Silver is a better conductor of heat than copper, but not by much (only about 10%) - this works out at about a 1-2 C change in temperature by converting a copper heatsink to silver.
Silver also comes with a huge cost penalty, weight penalty and has problems with corrosion. In general, it's too much cost and trouble for too little benefit.
(Everytime we discuss this issue of heatsink material, someone always comes up with comments about how well metals 'give up heat' or 'hold onto heat'. The thermal capacity is irrelevant in heatsink design - all it determines is how quickly the HS warms up when the CPU switches on, and how quickly it cools after shutdown.)

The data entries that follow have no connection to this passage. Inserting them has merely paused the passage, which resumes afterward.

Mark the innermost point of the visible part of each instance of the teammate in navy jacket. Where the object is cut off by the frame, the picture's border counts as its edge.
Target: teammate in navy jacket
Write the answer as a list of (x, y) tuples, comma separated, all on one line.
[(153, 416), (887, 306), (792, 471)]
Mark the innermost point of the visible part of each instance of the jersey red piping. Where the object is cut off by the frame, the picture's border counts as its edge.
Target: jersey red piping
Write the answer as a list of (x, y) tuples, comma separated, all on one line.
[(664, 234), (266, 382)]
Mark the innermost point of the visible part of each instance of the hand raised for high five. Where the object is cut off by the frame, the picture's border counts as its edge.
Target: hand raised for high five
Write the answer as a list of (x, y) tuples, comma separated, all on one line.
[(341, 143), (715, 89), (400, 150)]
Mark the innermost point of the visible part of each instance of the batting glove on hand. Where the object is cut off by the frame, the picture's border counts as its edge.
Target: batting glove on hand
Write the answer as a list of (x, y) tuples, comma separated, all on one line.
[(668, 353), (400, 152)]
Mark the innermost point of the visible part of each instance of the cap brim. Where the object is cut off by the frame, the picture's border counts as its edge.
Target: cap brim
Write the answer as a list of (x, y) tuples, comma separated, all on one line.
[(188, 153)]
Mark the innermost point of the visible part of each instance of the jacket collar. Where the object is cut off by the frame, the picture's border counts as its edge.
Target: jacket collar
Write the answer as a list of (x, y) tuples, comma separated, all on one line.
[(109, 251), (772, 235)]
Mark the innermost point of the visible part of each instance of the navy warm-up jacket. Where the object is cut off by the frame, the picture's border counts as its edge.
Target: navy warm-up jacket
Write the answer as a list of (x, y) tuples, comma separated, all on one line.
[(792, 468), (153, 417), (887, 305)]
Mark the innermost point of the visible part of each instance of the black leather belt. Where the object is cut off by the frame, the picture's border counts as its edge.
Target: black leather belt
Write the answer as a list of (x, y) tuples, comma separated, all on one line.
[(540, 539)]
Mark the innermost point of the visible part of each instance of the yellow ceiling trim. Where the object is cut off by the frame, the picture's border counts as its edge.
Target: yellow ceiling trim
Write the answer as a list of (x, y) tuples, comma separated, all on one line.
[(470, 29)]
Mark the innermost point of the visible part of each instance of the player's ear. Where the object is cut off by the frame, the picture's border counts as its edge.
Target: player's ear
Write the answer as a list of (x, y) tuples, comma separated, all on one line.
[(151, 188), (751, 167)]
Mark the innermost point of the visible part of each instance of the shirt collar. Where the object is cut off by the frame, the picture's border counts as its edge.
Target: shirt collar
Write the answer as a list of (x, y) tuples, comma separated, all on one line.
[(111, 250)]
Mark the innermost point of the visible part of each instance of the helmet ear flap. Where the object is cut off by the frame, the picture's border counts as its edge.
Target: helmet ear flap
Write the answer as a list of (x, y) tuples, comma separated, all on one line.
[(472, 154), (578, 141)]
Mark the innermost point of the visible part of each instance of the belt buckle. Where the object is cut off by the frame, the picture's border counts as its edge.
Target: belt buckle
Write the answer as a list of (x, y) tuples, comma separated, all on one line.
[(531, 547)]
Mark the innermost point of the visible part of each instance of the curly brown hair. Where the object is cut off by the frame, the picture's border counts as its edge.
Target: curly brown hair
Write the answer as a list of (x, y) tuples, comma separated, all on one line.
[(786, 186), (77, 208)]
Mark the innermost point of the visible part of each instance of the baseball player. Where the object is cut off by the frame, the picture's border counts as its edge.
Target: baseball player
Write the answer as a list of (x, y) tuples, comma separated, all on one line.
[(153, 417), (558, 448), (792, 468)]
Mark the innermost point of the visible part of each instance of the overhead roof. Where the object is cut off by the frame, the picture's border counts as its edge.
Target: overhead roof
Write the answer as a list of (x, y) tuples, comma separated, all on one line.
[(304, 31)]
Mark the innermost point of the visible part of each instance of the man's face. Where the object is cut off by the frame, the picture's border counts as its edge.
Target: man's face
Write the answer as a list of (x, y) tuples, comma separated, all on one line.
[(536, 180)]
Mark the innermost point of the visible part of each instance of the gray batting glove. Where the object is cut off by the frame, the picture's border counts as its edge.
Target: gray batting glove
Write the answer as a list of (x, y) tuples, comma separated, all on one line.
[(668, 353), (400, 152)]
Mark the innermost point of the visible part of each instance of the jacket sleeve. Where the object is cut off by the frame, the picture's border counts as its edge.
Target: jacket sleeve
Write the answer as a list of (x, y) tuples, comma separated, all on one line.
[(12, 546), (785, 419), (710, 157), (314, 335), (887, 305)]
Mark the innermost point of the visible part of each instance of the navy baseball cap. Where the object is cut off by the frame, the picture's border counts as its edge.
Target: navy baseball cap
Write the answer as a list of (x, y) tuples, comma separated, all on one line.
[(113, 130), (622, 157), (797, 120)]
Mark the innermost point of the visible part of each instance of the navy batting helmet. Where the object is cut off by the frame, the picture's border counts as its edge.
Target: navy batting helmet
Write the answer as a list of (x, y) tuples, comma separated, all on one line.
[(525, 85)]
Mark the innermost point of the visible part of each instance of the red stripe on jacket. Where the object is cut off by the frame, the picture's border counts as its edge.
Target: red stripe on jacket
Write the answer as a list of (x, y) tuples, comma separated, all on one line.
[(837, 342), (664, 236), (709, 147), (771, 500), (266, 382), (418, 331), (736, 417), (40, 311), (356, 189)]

Modern heatsinks make increasing use of heat pipes. The big advantage of heat pipes is their incredible thermal conductivity - this allows heat to be moved relatively long distances, permitting the use of heatsink designs that don't depend on connecting fins directly to a heat spreading slug. (While silver is about 10% better than copper, diamond is about 200% better, heat pipes are about 10,000% better). The use of heat pipes allows much more flexibility in design, by essentially avoiding the limits of thermal conductivity - the problem then becomes one of how many fins you can cram into the available space and airflow.
There is still the issue of the heatsink base - there may be some benefit in replacing a copper base with silver - but as the limiting factor is likely to be the fins, this is unlikely to be worthwhile.